关键词: 草莓采摘, 图像处理, 神经网络, 果柄叶识别

Abstract: In order to reduce the damage to strawberry fruit during the picking process and achieve the recognition and localization of strawberry stems in complex practical picking scenarios, this paper proposes a hybrid approach combining improved YOLOv4 and traditional image processing techniques. Unlike conventional methods, this approach places the picking point on the strawberry stem to ensure the integrity of the fruit during picking.

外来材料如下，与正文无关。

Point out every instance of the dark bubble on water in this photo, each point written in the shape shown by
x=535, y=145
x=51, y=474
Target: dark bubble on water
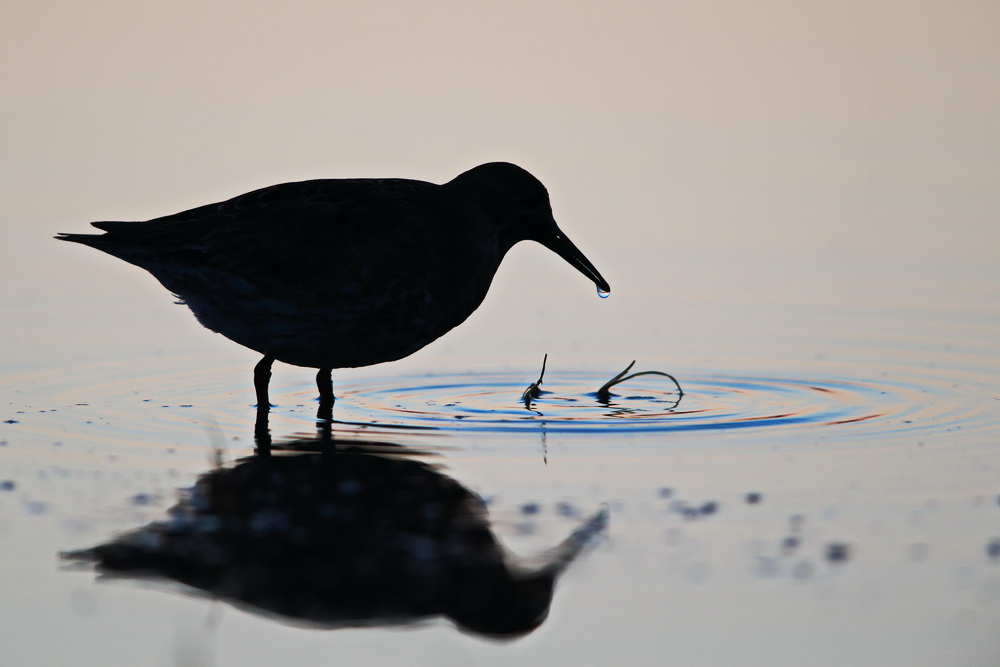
x=530, y=509
x=838, y=552
x=142, y=499
x=789, y=544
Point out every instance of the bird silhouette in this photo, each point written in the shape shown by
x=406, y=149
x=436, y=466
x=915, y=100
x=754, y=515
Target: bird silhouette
x=341, y=273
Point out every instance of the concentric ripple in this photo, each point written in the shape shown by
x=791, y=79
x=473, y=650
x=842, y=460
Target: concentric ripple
x=569, y=403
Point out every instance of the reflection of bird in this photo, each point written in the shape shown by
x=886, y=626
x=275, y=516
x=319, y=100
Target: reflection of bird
x=342, y=273
x=346, y=538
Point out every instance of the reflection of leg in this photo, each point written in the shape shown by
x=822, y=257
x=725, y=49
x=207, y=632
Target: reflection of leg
x=261, y=431
x=261, y=378
x=325, y=385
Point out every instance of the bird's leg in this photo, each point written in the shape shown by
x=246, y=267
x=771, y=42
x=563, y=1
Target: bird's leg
x=325, y=385
x=261, y=378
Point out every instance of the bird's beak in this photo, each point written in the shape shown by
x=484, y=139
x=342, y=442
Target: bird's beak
x=562, y=246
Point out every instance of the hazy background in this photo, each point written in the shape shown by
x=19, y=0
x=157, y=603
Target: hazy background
x=685, y=145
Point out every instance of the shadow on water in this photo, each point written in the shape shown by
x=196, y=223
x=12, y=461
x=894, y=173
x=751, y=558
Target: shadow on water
x=333, y=533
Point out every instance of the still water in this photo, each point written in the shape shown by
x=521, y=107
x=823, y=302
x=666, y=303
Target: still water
x=825, y=491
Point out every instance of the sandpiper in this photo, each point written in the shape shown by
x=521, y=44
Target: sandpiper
x=341, y=273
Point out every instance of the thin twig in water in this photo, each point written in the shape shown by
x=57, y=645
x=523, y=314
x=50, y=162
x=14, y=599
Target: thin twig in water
x=604, y=393
x=533, y=391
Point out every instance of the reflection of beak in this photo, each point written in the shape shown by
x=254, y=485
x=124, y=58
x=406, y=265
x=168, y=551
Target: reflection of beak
x=562, y=246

Firstly, the improved YOLOv4 algorithm is employed to accurately locate the strawberries. Then, image processing techniques are utilized to segment the fruit, strawberry stems, and background, thereby determining the image coordinates of the picking point. Finally, the spatial coordinates of the picking point are measured by integrating binocular positioning algorithms and distance sensor data. Experimental results demonstrate that the improved YOLOv4 algorithm achieves a testing accuracy of 90% and, in conjunction with traditional image processing techniques, effectively eliminates interference from complex backgrounds, thereby enhancing the robustness of the algorithm. The depth distance error of strawberry stems measured by the distance sensor is within 5mm, enabling precise localization of the picking point, thus exhibiting superior applicability in practical picking scenarios.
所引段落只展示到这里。